LES COLLECTIONNISTES de François Barluet. Mise en scène et scénographie Christophe Lidon avec Christelle Reboul, Christophe de Mareuil, Frédéric Imberty, Victor Bourgault.
Le marchand d’art et galeriste Paul Durand-Ruel est partagé entre l’amour qu’il ressent pour sa femme Jeanne et la passion qu’il porte à un nouveau groupe de peintres qui, selon lui, sont en train de révolutionner la peinture. Hélas, il est le seul à s’en rendre compte. Comme tout ce qui est « nouveau », la critique est aisée et si le déjà célèbre marchand parisien collectionne, il ne vend pas. Pis, il accueille chez lui Monet, Sisley, Renoir, Pissarro… bref, tous les pauvres hères qui lui échangent un tableau contre un repas et repartent avec une liasse de billets lorsque Paul craque pour l’une de leurs toiles. Jeanne est elle-même très critique face à cette nouvelle peinture qui privilégie « l’impression » et représente des nus bizarres « amas de chair à demi faisandée dont on perçoit presque l’odeur », des croûtes aux doigts non finis ! Les couleurs aussi ne correspondent pas à celles réelles des paysages qui les entourent. Voyez Pissarro : A-t-on déjà vu des arbres violets ? Jeanne est de plus en plus excédée lorsqu’elle voit Paul revenir du Havre avec une toile de Claude Monet représentant le port du Havre dont les coups de pinceaux sont censés donner « l’impression d’un reflet ». Cohabiter avec toutes ces horreurs la dépasse. Cinq enfants à nourrir, des fins de mois plus en plus difficiles et la dernière lubie de Paul qui envisage d’installer une pièce d’eau avec un pont japonais chez Monet, obligent l’épouse à un chantage : elle fera chambre à part jusqu’à ce que Paul cesse d’acheter… Une exposition organisée par les peintres eux-mêmes, chez le photographe Nadar, sans même en aviser leur marchand, le vexe profondément. Les critiques sont assassines et les huissiers commencent à pointer leur nez. Mais Jeanne aime son mari, elle a plus d’un tour dans son sac pour amener, entre autre, Monsieur Armand, le directeur du journal Le Constitutionnel, à lui acheter un nu trois fois son prix.

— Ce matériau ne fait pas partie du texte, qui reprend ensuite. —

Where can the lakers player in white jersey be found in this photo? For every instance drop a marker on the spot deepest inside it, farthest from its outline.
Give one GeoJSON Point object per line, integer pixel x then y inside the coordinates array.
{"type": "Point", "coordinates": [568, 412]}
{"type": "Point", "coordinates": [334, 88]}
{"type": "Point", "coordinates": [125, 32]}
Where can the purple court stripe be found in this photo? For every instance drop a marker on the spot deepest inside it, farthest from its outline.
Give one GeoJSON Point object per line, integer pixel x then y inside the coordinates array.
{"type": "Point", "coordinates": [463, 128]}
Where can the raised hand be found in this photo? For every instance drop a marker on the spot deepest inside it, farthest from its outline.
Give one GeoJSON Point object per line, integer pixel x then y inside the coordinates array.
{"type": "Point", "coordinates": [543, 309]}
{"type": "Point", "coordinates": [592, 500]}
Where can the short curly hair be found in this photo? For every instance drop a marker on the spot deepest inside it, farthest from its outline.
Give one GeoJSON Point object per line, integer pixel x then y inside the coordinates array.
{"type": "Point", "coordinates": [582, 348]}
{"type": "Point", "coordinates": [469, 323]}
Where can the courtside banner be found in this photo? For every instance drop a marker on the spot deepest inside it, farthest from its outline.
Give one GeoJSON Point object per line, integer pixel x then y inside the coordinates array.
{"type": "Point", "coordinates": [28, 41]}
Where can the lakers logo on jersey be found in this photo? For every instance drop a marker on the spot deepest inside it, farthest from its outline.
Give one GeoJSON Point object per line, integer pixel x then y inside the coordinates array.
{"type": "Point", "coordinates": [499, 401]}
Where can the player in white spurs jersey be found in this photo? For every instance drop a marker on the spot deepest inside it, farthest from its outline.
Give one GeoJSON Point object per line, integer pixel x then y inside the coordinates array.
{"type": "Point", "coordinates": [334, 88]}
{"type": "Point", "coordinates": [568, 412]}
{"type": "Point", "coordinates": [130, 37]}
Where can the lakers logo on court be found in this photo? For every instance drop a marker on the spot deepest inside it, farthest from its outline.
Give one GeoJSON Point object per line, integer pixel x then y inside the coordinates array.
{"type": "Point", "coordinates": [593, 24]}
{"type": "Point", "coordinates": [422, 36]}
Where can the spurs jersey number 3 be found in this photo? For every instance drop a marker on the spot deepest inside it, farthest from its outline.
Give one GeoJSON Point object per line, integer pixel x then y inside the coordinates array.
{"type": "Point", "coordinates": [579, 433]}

L’avenir donna raison à l’intuition de Paul. Ruiné à soixante ans, sa fortune était faite à quatre-vingt-dix ans. Il aurait rassemblé une collection de douze mille toiles dont le célèbre Port du Havre rebaptisé Impression soleil levant.

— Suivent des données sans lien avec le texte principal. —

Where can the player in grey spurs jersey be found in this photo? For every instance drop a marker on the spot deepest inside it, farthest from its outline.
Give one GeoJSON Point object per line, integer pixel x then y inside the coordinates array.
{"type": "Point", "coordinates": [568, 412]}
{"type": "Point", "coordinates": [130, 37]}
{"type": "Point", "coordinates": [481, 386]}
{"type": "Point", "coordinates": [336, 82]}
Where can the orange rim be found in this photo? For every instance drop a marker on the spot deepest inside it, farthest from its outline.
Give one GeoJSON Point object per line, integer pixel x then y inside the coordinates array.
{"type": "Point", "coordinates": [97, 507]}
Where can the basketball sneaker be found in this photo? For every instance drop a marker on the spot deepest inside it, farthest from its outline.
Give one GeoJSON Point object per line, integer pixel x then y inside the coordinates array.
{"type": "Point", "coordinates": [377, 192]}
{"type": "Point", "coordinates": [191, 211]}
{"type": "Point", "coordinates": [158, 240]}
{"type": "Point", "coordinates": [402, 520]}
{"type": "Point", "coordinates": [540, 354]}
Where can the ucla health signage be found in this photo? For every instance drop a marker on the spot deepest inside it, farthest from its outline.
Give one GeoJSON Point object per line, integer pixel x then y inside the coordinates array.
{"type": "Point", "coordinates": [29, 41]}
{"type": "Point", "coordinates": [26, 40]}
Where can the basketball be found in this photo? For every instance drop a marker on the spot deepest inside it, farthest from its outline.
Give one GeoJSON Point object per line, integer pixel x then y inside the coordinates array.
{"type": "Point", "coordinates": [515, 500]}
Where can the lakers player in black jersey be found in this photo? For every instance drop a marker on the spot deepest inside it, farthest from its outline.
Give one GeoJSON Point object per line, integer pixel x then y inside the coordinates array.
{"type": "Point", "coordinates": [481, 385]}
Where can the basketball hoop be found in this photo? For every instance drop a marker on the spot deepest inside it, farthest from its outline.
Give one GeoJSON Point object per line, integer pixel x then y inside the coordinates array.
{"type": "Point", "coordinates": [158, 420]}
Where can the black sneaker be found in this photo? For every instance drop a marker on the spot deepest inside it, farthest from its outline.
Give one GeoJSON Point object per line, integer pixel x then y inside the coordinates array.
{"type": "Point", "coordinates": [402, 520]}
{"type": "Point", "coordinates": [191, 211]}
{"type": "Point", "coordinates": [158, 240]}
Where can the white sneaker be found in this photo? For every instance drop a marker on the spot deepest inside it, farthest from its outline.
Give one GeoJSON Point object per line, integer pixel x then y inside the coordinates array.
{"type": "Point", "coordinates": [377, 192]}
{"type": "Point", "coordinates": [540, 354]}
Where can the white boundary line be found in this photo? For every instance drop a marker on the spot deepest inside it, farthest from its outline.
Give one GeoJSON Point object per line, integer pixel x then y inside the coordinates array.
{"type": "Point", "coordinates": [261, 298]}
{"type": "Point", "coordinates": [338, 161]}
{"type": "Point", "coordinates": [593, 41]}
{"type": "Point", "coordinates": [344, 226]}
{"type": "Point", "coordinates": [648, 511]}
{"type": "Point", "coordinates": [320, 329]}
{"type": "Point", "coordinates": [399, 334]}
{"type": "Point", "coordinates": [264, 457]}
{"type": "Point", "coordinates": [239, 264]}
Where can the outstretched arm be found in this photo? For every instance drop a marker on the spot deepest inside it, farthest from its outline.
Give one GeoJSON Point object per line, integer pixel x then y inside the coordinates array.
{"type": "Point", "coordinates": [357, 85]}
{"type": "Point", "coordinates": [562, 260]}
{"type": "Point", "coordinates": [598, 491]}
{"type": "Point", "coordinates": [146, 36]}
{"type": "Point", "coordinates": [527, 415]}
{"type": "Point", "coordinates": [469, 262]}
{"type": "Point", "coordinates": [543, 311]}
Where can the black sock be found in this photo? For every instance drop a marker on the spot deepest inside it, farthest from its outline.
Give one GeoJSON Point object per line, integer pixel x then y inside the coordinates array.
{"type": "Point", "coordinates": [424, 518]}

L’excellent texte de François Barleut a diablement inspiré Christophe Lidon. Une mise en scène énergique et une scénographie originale mettent parfaitement en valeur des répliques pleines d’esprit. Elles sont pain béni pour les comédiens dont le talent éclate à chaque instant. Le changement régulier des costumes rythme les scènes. Une pièce à ne pas manquer. M-P P. Petit Montparnasse 14e.